125 Views Asked by At

A question about making parallelism work effectively, asked by a Haskell newbie.

The Advent of Code Day 14 challenge involves creating MD5 hashes of a sequence of integers, looking for the first n integers that give hashes fulfilling certain properties. I do this essentially by creating the hashes then filtering them.

I thought that this would be a good thing to try with parallelism, using several cores to generate the hashes.

The non-parallel version of hash creation looks like this:

md5sequenceS :: [String]
md5sequenceS = [makeMd5 i | i <- [0..]]
    where makeMd5 i = stretch $ getHash (salt ++ show i)
          stretch h0 = foldr (\_ h -> getHash h) h0 [1..2016]

...and it works fine, albeit slowly, giving an answer in about four minutes.

The parallel version looks like this:

md5sequenceS :: [String]
md5sequenceS = parMap rdeepseq (makeMd5) [0..]
    where makeMd5 i = stretch $ getHash (salt ++ show i)
          stretch h0 = foldr (\_ h -> getHash h) h0 [1..2016]

...the same as before apart from the parMap rdeepseq bit. This doesn't work fine: it consumes all the available memory on my machine, and still fails to produce an answer after 30 minutes of wall time. It does, however, use all the processors fully.

What should I do to tame this out-of-control parallelism?

(The problem spec doesn't give any clue for how many hashes I need to generate, but it turns out I need about 30,000 integers hashed.)
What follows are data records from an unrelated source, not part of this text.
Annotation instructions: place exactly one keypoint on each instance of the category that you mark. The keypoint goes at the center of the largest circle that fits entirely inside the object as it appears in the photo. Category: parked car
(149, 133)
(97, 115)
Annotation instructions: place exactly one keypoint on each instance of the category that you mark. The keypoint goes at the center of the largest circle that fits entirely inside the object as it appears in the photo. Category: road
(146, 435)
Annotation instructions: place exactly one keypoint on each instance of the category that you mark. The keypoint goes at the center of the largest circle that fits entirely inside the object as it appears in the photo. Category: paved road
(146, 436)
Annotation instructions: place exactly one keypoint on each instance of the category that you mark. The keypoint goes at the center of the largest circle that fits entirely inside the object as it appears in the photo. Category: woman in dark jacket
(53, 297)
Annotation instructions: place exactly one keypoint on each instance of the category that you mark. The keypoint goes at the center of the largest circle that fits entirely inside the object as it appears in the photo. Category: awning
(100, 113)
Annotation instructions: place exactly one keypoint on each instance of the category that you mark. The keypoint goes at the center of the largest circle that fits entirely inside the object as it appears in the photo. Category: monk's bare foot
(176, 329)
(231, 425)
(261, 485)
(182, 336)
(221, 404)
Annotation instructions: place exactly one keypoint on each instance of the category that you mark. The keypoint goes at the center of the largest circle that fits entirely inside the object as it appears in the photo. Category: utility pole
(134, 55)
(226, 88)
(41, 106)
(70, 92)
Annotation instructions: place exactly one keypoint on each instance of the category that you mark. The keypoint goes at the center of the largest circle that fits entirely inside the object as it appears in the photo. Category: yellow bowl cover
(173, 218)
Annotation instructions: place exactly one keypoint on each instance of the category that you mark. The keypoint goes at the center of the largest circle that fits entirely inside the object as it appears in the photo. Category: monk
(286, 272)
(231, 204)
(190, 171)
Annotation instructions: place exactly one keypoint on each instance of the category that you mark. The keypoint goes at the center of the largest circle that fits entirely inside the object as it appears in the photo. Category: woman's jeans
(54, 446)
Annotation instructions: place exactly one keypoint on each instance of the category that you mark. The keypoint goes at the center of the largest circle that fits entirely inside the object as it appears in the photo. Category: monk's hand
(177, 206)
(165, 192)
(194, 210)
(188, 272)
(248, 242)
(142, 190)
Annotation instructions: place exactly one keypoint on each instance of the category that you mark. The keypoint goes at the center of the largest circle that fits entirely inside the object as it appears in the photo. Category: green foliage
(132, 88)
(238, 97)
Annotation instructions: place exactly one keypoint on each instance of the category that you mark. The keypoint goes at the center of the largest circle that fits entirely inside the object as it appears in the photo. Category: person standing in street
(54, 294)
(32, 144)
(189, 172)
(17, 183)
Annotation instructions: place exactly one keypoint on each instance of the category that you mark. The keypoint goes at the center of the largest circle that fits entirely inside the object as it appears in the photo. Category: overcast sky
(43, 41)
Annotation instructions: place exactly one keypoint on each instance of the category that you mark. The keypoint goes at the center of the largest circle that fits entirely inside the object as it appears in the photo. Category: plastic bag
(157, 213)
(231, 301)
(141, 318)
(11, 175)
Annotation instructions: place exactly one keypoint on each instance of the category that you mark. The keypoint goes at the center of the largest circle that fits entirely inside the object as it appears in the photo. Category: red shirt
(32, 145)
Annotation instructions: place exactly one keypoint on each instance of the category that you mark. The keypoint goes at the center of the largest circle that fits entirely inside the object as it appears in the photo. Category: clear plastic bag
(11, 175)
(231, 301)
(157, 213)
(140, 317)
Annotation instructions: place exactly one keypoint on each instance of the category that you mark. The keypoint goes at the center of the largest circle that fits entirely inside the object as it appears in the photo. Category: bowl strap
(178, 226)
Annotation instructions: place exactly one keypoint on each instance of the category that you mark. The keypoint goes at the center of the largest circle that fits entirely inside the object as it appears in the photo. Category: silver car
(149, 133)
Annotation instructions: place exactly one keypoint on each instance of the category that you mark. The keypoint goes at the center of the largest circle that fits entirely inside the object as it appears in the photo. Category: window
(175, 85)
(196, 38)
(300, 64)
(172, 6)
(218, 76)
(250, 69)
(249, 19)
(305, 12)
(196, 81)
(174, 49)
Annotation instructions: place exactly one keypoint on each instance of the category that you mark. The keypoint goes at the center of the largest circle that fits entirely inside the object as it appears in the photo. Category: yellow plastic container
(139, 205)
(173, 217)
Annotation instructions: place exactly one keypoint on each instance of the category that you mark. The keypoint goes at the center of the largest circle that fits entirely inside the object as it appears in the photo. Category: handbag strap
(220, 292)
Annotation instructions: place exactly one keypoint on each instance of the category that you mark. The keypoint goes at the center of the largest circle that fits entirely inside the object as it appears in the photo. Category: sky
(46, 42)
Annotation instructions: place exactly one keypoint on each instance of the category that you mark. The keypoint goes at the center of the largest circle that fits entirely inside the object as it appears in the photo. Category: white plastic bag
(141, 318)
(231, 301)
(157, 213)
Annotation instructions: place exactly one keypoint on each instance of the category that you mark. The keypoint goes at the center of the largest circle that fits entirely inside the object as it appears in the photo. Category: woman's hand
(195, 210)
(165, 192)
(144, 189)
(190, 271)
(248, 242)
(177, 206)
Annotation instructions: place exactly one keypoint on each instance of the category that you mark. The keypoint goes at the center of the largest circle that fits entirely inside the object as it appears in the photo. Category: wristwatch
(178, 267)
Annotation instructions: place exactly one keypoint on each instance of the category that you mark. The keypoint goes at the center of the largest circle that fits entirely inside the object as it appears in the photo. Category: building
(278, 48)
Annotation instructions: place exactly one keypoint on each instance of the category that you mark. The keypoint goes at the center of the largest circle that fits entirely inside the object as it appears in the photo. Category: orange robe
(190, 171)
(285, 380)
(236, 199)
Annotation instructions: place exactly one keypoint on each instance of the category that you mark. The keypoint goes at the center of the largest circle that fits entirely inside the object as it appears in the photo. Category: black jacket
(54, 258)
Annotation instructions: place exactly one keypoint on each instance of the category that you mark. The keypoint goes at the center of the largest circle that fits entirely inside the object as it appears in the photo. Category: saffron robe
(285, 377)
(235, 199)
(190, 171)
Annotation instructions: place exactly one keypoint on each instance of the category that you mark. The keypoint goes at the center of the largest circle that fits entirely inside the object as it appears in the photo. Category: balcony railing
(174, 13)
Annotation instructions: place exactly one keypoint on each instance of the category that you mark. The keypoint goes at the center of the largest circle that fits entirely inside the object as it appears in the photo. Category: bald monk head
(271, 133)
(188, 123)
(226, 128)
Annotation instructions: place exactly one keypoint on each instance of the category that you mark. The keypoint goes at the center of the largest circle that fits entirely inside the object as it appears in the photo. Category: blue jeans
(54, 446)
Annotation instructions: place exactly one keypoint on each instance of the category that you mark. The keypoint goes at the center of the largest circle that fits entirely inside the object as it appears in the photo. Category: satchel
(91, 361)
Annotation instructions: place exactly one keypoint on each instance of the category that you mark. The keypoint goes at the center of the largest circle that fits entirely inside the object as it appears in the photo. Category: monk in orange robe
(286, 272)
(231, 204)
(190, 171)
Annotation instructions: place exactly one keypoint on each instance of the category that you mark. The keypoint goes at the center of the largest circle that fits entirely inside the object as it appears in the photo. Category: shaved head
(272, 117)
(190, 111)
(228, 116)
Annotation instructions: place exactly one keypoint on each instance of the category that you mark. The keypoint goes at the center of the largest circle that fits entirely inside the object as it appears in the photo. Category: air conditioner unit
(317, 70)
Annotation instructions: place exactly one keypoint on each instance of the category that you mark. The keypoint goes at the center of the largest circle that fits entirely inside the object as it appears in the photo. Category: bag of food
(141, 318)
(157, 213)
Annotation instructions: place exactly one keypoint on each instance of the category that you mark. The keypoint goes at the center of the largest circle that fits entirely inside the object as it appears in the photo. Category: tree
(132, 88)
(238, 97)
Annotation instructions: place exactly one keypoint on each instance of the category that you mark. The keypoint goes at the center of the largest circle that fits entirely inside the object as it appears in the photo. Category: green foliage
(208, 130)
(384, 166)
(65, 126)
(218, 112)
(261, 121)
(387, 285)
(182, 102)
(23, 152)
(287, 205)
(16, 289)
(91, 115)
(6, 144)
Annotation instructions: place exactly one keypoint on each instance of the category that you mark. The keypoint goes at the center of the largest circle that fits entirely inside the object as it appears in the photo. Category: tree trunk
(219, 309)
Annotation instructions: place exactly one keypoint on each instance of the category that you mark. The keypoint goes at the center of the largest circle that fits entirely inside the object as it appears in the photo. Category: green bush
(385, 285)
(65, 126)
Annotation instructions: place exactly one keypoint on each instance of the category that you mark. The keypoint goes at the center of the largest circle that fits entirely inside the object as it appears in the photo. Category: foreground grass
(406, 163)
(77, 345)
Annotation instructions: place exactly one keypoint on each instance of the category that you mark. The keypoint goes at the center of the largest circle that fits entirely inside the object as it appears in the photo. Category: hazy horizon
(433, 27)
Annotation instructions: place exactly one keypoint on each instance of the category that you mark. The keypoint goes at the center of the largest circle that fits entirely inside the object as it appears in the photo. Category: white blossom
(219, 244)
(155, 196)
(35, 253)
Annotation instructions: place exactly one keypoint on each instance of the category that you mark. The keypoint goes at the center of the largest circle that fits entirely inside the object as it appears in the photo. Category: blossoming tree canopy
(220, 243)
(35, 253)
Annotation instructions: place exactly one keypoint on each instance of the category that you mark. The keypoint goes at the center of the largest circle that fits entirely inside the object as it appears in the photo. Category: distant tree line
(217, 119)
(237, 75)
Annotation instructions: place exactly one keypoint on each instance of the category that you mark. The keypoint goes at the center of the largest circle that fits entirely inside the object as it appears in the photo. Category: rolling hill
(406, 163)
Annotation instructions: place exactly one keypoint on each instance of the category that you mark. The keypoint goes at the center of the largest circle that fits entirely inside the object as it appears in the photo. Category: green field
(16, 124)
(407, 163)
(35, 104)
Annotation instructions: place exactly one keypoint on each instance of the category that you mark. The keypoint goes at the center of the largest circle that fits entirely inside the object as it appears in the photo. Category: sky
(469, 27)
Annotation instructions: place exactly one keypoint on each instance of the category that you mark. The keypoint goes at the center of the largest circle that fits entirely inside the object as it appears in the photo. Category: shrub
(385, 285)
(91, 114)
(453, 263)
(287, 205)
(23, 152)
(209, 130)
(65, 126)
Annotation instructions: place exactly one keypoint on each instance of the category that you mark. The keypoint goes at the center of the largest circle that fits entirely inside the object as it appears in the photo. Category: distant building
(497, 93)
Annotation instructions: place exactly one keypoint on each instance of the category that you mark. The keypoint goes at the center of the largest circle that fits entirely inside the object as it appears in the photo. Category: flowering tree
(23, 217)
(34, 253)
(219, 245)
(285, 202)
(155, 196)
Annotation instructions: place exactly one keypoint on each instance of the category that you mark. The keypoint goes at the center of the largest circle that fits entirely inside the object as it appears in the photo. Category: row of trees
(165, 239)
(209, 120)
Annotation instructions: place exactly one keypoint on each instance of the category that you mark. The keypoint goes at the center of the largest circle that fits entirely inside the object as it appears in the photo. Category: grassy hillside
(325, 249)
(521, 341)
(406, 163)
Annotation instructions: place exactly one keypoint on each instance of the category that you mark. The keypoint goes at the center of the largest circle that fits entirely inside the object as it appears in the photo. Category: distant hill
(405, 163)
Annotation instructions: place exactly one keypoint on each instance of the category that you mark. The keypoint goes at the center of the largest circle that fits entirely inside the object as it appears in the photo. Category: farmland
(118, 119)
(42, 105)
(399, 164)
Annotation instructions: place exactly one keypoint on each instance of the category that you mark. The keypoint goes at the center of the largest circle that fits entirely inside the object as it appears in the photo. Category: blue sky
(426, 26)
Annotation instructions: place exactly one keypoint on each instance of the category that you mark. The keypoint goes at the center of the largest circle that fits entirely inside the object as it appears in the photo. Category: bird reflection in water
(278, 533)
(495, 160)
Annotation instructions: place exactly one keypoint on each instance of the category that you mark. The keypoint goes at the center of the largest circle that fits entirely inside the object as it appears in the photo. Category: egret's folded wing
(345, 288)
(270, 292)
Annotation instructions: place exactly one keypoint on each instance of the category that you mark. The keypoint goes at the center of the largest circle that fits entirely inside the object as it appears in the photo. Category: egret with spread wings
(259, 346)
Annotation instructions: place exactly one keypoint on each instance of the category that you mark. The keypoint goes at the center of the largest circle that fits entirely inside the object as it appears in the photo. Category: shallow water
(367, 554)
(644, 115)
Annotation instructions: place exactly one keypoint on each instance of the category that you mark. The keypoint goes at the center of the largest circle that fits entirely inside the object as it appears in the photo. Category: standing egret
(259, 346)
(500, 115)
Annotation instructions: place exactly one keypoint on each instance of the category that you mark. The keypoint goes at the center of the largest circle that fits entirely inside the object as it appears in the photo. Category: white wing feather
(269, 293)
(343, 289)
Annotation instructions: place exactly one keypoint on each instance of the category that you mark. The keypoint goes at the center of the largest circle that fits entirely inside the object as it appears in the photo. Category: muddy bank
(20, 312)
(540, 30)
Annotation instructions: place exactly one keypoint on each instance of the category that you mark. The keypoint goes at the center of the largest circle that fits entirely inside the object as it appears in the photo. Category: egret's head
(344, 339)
Edit to include accepted answer

The parBuffer strategy can be used as

md5sequenceS = withStrategy (parBuffer 100 rdeepseq) $ map (makeMd5) [0..]
    where makeMd5 i = stretch $ getHash (salt ++ show i)
          stretch h0 = foldr (\_ h -> getHash h) h0 [1..2016]

Performance isn't great compared to the single-threaded version, but that's a different question...

1

There are 1 best solutions below

1
On BEST ANSWER

parMap will force the evaluation of all the list, which in your case is infinite.

Instead of using parMap, you may consider using other strategies such as parBuffer which is able to deal with infinite lists.